しかしこれはただの「AIへの命令文の最適化」ではない。適切なプロンプトを組み立てようとする過程で、人は自分の中でも曖昧模糊としていた願望や目的を明文化することを迫られる。「自分が本当に何を求めているのか」が言語化されて初めて、AIはそれに応えられる。これはそのまま、他者との対話の中で思考が磨かれてゆく過程と酷似している。
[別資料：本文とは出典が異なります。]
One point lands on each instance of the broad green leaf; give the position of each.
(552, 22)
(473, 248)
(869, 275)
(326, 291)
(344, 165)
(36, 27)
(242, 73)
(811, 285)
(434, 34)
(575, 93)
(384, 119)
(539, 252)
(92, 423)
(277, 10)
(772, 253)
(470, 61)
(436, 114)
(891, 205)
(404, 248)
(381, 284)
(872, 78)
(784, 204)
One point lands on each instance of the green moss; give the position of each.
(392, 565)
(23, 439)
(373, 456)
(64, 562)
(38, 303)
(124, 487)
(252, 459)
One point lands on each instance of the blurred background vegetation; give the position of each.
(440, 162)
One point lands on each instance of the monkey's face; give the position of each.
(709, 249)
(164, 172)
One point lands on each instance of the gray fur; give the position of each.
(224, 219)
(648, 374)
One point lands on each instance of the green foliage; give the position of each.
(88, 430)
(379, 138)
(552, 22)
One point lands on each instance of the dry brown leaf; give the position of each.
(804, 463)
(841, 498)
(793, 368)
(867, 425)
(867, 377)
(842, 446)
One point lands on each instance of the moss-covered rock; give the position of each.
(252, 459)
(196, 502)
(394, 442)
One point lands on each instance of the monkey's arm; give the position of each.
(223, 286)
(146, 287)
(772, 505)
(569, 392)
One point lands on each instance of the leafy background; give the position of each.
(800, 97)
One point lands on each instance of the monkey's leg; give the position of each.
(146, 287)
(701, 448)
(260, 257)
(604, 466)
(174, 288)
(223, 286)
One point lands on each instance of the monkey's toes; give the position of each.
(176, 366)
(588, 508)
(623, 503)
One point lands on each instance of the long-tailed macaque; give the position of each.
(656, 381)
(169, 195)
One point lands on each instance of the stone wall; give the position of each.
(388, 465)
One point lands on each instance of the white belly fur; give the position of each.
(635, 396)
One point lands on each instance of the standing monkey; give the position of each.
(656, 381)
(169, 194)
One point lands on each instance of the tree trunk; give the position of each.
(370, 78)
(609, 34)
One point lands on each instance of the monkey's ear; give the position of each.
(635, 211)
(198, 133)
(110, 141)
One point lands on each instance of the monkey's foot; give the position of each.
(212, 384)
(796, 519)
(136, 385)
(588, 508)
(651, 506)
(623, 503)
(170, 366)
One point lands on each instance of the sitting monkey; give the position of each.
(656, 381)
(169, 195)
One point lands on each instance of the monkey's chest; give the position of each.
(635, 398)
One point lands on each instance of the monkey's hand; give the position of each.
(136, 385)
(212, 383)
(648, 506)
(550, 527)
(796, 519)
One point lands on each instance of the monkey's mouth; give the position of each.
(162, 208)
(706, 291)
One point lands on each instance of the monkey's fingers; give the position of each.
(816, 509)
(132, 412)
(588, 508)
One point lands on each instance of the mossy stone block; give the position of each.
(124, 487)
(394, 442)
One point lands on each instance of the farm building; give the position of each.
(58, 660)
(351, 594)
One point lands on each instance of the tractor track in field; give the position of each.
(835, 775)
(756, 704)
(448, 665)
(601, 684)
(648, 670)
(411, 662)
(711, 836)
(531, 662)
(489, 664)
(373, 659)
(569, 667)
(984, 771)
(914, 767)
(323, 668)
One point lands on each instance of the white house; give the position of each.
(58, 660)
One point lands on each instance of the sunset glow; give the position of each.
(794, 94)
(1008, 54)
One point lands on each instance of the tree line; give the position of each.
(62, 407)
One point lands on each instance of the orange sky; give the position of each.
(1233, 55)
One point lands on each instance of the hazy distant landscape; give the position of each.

今はまだ、AIとの対話はそのサービスの中に閉じている。会話を縦横無尽に検索したり、系統立ててまとめたり、どこで枝分かれしたかを遡ったり——個人の思考史という視点に立ったサービスやUI/UXは、少なくとも広く普及しているとは言えない。
しかし、記憶の栞が維持され活用される段階に至れば、そのようなサービスはごく当たり前のものになっているだろう。過去の自分がどんな問いを立て、どこで詰まり、どう解決したか——その軌跡を見渡せる航海図のようなものが、個人の思考資産として手元に残るようになる。
そして時に、袋小路で停滞していた問題や思考に対して、パートナーAIが共通無意識の海から類例を探し出して、暗い路地に灯を点してくれるかもしれない。
それは、年齢も性別も職業も信仰も言語も超えた、思いもよらない誰かの知恵によって点される灯かもしれないのだ。